ANA PEREZ, MAESTRA DE HUMANIDAD

El domingo 12 de enero se congregaron en Puente Genil casi dos millares de personas, la mayoría pontanas, pero con un más que apreciable concurso de gentes venidas de todos los rincones de Andalucía y no pocos del resto de España. Acompañaban a Ana María Pérez Llamas —esposa, madre, profesora del colegio Compañía de María— que unas horas antes había librado su último combate contra el cáncer que la aquejaba desde hacía más de cinco años.

Conozco a Ana desde hace casi treinta años, y pasear a su lado por las calles de Puente Genil hubiera sido un suplicio para un caminante apresurado como yo, si no lo enriqueciera la amenidad de su compañía. Todo le interesaba: el juguete de un niño, los achaques de un anciano, la conversación de un vendedor de cupones, el bolso nuevo de una amiga, la historieta divertida de un vecino. Para cada uno tenía unos instantes.

No he tenido la suerte de trabajar con ella, pero compartimos oficio y llevo en la enseñanza el tiempo suficiente para apreciar el valor de quien no ha olvidado a uno solo de sus alumnos, por largos que sean los años transcurridos. He visto qué recuerdan de ella sus alumnos ya maduros. He sido testigo de la hondura de su magisterio, que no se limitaba a bruñir conocimientos o destrezas, sino que se atrevía a conocer a cada niño y ayudarle a construirse como persona. Sabía que los padres son los primeros educadores y que el maestro que no los atiende y los entiende sencillamente no puede educar.

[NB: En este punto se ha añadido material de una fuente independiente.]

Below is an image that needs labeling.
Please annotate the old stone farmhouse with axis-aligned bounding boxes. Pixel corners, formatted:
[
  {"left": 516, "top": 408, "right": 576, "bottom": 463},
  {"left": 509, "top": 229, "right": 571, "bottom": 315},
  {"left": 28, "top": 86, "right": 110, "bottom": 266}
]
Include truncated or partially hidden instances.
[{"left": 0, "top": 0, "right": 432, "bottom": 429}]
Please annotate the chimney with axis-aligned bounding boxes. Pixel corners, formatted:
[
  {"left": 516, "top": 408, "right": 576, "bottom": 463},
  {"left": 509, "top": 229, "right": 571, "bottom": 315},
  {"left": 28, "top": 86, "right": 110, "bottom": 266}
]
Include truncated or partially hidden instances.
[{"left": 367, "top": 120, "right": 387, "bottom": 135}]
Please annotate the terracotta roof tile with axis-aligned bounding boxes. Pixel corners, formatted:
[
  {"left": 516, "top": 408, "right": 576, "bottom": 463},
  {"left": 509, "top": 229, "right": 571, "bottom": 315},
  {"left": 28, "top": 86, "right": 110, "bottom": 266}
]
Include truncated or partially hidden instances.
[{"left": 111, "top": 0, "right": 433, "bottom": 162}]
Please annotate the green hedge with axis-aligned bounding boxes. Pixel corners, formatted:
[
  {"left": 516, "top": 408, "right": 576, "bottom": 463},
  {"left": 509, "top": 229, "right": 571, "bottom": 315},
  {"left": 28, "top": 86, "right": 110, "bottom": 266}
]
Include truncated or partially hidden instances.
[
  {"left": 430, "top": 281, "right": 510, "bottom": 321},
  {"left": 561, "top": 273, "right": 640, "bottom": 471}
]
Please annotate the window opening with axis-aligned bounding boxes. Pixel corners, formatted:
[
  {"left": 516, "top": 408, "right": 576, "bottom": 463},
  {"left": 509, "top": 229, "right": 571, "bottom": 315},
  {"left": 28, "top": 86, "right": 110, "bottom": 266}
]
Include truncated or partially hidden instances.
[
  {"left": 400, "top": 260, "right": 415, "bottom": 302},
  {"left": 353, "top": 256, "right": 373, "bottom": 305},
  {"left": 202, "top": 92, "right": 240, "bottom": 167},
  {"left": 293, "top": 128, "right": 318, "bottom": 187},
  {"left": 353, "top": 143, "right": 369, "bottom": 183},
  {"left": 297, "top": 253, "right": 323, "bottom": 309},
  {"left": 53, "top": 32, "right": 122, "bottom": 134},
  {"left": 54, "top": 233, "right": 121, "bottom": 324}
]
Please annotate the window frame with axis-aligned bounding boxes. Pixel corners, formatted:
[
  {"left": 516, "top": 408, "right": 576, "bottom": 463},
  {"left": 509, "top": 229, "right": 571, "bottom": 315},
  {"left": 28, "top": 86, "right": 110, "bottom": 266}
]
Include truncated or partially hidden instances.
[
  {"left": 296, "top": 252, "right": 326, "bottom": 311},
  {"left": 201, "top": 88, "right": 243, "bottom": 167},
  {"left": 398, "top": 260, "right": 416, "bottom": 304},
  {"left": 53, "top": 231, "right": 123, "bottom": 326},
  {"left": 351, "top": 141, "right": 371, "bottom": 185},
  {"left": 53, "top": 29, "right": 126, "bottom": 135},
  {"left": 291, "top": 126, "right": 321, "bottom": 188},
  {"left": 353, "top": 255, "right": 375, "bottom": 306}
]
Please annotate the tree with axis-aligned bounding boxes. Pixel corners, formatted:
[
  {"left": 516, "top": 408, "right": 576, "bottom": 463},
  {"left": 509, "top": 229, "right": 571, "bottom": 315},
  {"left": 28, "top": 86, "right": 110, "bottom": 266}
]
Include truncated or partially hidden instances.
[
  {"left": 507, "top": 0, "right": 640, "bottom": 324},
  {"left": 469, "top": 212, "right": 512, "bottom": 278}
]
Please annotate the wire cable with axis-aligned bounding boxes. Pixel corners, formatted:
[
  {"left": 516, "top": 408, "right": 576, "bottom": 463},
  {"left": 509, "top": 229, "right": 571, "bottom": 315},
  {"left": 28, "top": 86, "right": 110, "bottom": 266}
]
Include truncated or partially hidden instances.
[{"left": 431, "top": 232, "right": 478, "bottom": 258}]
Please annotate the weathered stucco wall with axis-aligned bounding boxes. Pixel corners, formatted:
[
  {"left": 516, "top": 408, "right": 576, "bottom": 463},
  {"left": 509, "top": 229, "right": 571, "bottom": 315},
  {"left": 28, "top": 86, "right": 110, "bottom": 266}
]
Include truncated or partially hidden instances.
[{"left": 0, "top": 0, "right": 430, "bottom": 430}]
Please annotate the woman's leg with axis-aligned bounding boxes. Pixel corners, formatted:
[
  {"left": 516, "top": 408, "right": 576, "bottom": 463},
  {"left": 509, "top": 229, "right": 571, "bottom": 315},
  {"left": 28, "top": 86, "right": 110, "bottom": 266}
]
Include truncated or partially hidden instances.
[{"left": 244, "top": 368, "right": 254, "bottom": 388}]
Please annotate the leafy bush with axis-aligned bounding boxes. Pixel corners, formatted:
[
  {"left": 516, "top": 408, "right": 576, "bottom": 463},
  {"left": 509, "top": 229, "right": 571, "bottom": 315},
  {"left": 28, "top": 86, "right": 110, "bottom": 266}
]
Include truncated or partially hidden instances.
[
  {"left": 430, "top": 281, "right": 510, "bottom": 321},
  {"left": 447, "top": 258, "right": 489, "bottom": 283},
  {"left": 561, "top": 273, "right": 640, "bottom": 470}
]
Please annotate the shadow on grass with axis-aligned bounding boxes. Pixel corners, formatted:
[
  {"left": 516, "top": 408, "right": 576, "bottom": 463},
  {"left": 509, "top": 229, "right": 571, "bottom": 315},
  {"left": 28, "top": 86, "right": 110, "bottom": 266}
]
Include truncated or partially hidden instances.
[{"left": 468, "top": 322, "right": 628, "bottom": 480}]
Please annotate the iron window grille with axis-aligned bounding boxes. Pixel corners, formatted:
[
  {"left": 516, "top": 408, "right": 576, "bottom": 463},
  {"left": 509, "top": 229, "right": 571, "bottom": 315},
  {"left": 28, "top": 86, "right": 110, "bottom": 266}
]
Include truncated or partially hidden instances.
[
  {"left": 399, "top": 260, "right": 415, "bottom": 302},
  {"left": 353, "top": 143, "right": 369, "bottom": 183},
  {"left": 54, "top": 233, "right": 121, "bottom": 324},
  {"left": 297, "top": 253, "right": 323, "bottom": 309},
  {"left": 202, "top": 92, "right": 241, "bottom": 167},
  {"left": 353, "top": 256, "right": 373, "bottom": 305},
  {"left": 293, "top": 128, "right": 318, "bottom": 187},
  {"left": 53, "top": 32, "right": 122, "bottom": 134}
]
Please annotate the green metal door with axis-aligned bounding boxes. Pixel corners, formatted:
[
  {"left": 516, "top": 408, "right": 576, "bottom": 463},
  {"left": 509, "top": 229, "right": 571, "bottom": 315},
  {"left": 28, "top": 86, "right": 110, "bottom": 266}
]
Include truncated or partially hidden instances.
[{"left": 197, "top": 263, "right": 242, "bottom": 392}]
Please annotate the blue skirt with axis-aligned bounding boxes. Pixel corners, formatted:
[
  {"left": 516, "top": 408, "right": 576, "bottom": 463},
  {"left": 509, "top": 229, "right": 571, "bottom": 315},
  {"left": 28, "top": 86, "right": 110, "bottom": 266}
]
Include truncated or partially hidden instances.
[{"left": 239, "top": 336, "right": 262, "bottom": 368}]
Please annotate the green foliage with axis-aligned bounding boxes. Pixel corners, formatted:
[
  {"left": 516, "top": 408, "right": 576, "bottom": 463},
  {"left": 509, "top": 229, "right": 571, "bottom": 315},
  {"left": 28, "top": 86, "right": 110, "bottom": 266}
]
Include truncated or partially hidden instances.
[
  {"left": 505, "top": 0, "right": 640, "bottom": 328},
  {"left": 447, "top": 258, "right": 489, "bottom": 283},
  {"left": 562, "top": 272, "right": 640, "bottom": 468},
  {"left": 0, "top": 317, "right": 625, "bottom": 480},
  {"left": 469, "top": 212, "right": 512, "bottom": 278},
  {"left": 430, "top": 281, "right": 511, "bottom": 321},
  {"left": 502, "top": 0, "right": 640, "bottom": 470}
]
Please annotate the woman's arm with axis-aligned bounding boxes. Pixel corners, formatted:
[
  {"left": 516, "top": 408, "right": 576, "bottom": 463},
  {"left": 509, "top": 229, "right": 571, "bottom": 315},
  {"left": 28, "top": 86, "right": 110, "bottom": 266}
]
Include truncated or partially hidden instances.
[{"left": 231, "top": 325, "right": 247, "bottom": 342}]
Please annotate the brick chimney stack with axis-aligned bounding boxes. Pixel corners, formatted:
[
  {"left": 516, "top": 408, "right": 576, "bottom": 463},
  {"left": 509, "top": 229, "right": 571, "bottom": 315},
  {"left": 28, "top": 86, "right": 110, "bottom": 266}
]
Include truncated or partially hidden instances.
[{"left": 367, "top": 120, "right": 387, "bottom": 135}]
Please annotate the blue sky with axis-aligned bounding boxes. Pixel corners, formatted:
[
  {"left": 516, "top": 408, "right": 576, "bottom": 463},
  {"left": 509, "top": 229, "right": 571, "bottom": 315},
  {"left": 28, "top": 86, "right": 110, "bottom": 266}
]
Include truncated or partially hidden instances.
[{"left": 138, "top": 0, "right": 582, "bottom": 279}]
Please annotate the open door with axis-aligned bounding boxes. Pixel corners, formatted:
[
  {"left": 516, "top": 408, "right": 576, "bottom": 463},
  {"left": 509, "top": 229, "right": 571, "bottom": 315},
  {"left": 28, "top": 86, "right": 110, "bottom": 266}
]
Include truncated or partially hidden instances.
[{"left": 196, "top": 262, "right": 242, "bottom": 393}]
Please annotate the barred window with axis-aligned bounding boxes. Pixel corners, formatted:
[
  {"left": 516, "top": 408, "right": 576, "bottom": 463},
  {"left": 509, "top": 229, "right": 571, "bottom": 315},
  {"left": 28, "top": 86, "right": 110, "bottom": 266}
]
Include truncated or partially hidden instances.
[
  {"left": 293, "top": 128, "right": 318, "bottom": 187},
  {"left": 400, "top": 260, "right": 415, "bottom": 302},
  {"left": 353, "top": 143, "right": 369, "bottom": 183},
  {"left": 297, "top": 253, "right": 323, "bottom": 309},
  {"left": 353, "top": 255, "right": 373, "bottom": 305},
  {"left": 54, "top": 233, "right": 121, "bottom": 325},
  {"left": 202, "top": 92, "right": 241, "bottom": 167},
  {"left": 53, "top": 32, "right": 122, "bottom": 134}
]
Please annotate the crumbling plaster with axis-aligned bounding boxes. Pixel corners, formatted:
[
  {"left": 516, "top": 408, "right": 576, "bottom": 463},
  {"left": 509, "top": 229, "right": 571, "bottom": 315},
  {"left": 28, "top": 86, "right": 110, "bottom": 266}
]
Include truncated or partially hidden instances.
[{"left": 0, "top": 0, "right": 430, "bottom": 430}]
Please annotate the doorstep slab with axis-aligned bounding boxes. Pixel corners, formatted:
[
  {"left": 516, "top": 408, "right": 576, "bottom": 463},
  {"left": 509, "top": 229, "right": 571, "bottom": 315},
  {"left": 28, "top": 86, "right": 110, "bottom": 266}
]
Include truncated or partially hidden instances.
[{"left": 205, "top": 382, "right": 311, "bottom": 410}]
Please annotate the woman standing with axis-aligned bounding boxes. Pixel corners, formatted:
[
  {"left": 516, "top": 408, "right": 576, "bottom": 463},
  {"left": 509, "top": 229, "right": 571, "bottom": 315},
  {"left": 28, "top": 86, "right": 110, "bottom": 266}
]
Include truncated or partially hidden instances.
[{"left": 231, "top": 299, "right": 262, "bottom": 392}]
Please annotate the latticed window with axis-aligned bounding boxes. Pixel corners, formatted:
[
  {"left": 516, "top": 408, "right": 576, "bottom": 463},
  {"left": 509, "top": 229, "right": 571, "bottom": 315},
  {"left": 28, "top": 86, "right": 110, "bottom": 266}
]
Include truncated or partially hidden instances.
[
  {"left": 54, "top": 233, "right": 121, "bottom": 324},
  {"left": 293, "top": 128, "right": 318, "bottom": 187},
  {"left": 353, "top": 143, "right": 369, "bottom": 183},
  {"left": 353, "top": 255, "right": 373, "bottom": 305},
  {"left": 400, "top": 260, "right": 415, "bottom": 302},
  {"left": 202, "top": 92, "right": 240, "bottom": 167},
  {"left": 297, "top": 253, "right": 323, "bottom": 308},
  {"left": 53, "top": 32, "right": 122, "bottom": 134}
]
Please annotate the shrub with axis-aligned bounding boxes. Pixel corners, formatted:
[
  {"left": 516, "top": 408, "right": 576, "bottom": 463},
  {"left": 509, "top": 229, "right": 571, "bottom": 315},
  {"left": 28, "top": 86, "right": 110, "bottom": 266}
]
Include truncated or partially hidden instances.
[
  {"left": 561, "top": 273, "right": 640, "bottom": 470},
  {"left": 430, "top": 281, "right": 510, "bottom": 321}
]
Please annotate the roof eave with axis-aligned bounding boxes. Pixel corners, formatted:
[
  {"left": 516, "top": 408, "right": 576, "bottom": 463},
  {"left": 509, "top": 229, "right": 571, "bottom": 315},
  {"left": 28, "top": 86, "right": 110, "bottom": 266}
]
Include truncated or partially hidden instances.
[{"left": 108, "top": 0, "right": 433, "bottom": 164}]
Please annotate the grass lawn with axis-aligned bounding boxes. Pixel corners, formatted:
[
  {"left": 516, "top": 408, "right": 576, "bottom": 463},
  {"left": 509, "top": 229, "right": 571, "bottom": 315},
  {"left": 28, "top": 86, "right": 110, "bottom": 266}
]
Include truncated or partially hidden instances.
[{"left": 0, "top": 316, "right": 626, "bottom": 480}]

En contextos muy diversos he contemplado cómo daba valor a los detalles, sabedora de que en ellos se encierra la perfección del trabajo, la excelencia de la persona. No se conformaba con la chapuza o la mediocridad y era capaz de exigirse y exigir hasta que las cosas adquirían el espesor adecuado.

Desde una madurez asombrosa, conservaba la ilusión de una niña pequeña para disfrutar de las cosas más triviales. Disponía de una enorme capacidad de asombro que lograba extraer de lo más cotidiano unos brillos nuevos que ofrecía gratis a todo el que se acercara.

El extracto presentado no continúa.